Сам Борис, согласно директивам красного пакета, должен был снова надеть военную форму и стать комендантом одного из трех формирующихся в Калуге санитарных поездов. Мне совсем не хотелось сидеть одной в Спешиловке, когда вокруг меня совершались такие необычайные дела, и я не замедлила также приехать в Калугу, где царило несвойственное этому тихому городу оживление: на вокзал нескончаемым потоком шли маршевые роты, на площадях обучались новобранцы, по улицам сновали офицеры в походном снаряжении, все говорили о политике и ждали вестей. Из всего мною виденного и слышанного я могла заключить, что война с Германией в ее начальном периоде была популярной (во всяком случае, среди интеллигенции) и не вступи в нее Россия, раздались бы возмущенные речи о том, что государь под влиянием Александры Федоровны «договорился» в шхерах со своим кузеном Вильгельмом II.

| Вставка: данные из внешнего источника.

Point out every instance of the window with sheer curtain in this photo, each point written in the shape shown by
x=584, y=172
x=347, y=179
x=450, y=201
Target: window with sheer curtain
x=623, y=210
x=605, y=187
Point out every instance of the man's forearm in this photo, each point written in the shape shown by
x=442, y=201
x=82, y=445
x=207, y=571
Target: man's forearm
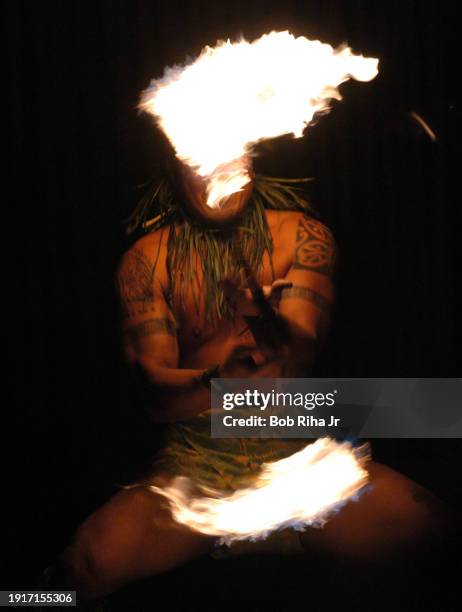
x=278, y=335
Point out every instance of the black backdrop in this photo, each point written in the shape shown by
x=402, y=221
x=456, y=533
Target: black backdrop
x=74, y=73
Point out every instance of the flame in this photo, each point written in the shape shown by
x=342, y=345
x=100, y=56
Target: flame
x=236, y=94
x=303, y=489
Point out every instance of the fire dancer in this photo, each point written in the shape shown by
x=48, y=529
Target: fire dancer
x=234, y=278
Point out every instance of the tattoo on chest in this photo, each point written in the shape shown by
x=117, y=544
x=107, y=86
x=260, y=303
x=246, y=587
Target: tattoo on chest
x=314, y=248
x=136, y=284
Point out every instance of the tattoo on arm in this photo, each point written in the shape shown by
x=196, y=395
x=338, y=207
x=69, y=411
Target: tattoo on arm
x=150, y=328
x=305, y=293
x=314, y=248
x=135, y=284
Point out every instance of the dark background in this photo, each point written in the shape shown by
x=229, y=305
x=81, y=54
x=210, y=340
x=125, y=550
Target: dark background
x=80, y=152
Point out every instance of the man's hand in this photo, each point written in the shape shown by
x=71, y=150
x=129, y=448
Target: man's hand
x=242, y=300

Остановилась я в доме Сергея Николаевича Аксакова. Борис все время пропадал на вокзале, где оборудовали три санитарных поезда, комендантами которых были, кроме Бориса, офицеры запаса Степанов и Чертов. Степанов, сын управляющего синодальной конторой, был земским начальником в Мещевском уезде, Чертов занимал ту же должность в городе Ельце. По окончании формирования, поезда должны были разойтись в разные стороны, но в продолжение двух недель я постоянно видела Степанова и Чертова на вокзале, где было их «рабочее место», и в тех калужских домах, где наперебой старались чествовать уходящих на фронт.
Шестого августа по старому стилю мы всей компанией наблюдали солнечное затмение, которое было особенно хорошо видно с висящей над Окой террасы городского сада. Лето 1914 года оказалось насыщено «знамениями небесными». Когда поезд Чертова ушел на запад, я стала получать пространные и довольно сильные описания безрадостных картин, которые можно было наблюдать из окна вагона, стоящего на железнодорожных путях прифронтовой полосы. Это были «задворки войны» без ее героики. Затем переписка прекратилась.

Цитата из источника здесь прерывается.